The previous job formulation above uses the "compact notation". Cider-CI will always convert declarations into a "canonical form". Additional options are available when we write the project configuration directly in the "canonical form". You can read more about the compact notation in the Cider-CI documentation.

This example is similar to the previous one but it sets the timeout property explicitly.

Let us focus on the tasks property. This is where parallelization comes into play if we list more than one task, see the next section. The content of the tasks is a map which models a collection. Cider-CI favors maps instead of arrays because they enable composability.

jobs:
  single-task-demo:
    context:
      tasks:
        task1:
          scripts:
            main:
              body: |
                :; sleep 299 && exit 0
                timeout 299
                exit /b 0
              timeout: 5 Minutes

Splitting Tests Manually

The next step in parallelization is to define multiple tasks according to the capabilities of the used test runner.

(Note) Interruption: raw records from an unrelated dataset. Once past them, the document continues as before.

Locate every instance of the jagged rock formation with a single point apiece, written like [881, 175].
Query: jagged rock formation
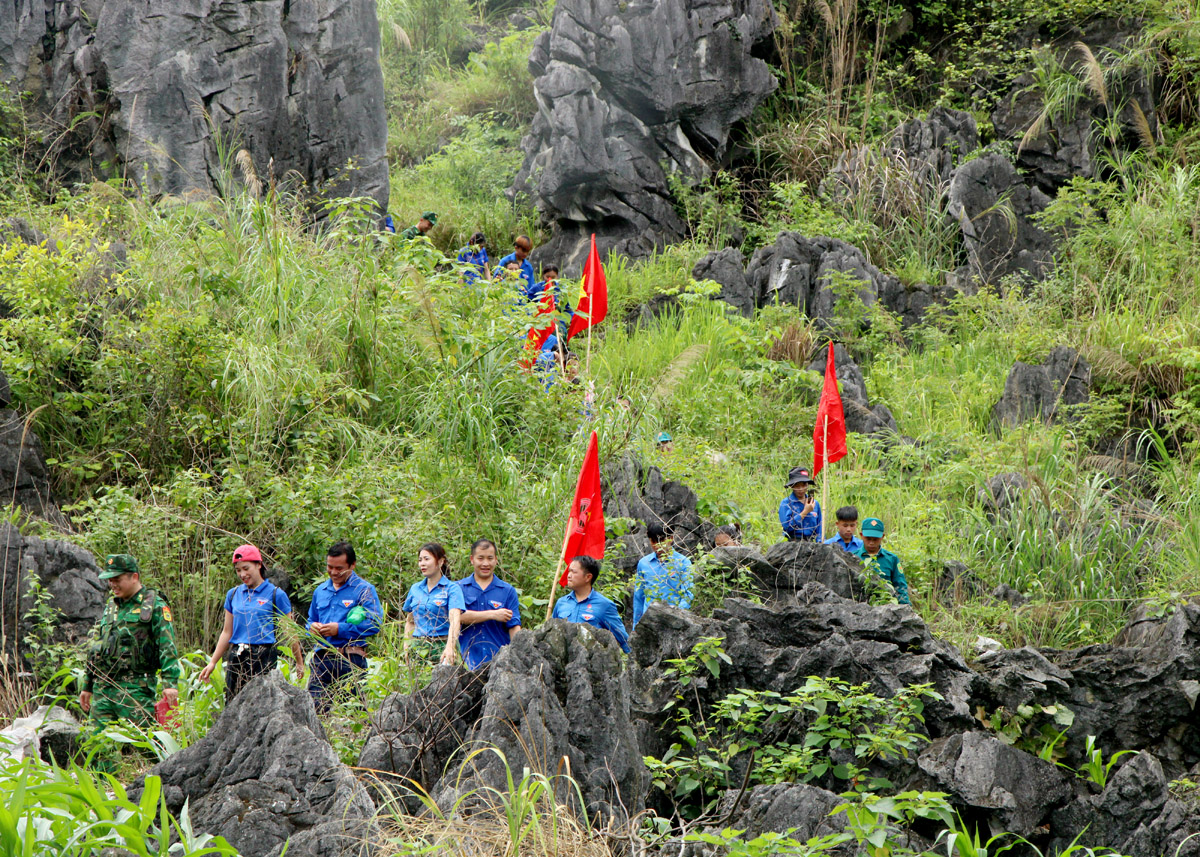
[1038, 391]
[144, 89]
[267, 779]
[861, 415]
[60, 574]
[623, 90]
[556, 693]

In the case of RSpec it is possible to specify directories, files, and even parts of test files. Most testing frameworks support similar capabilities, either directly or via a described one-to-one relation between filename and test classes, e.g. in the case of JUnit.

jobs:
  rspec-tests:
    name: RSpec Tests
    tasks:
      feature-tests:
        name: RSpec Feature Tests
        body: rspec spec/features
      controller-tests:
        body: rspec spec/controllers
      model-tests:
        body: rspec spec/models

Splitting Tests Automatically

Splitting tests based on files is in particular appealing and Cider-CI has a built-in directive to achieve this in a dynamic manner, i.e. without listing the tasks explicitly in the configuration file.

The directive generate_tasks honors the include_match and exculude_match properties. The values are converted to regular expression patterns2. Then every file committed to the source code is matched against them and included if and only if include_match matches but exclude_match does not.

The main part of the task configuration is located in the task_defaults. Every task generated in this context inherits the properties from the task_defaults. The important part is that the body evaluates the environment variable CIDER_CI_TASK_FILE which holds the dedicated path to the file for every tasks.

jobs:
  rspec-tests:
    name: RSpec Tests
    description: |
      This job will run every `_rspec.rb`
      file in its own task.
    task_defaults:
      body: rspec $CIDER_CI_TASK_FILE
    generate_tasks:
      include_match: spec/.*_spec.rb

The output of this expansion looks very much as if the tasks would have been generated manually. With the difference that each task itself contains merely the definition of the CIDER_CI_TASK_FILE. The evaluation is governed by what is defined in the task_defaults.

jobs:
  rspec-tests:
    name: RSpec Tests
    description: |
      This job will run every `_rspec.rb`
      file in its own task.
    task_defaults:
      body: rspec $CIDER_CI_TASK_FILE
    tasks:
      spec/features/explore_spec.rb:
        environment_variables:
          CIDER_CI_TASK_FILE: spec/features/explore_spec.rb
      

Where To Go From Here

The Advanced Topics section of the Cider-CI documentation leads to content describing the project configuration and transformation in detail.

  1. Cider-CI values reproducibly very highly and this is a consequence.

  2. Precisely, they are converted into a java.util.regex.Pattern via re-pattern.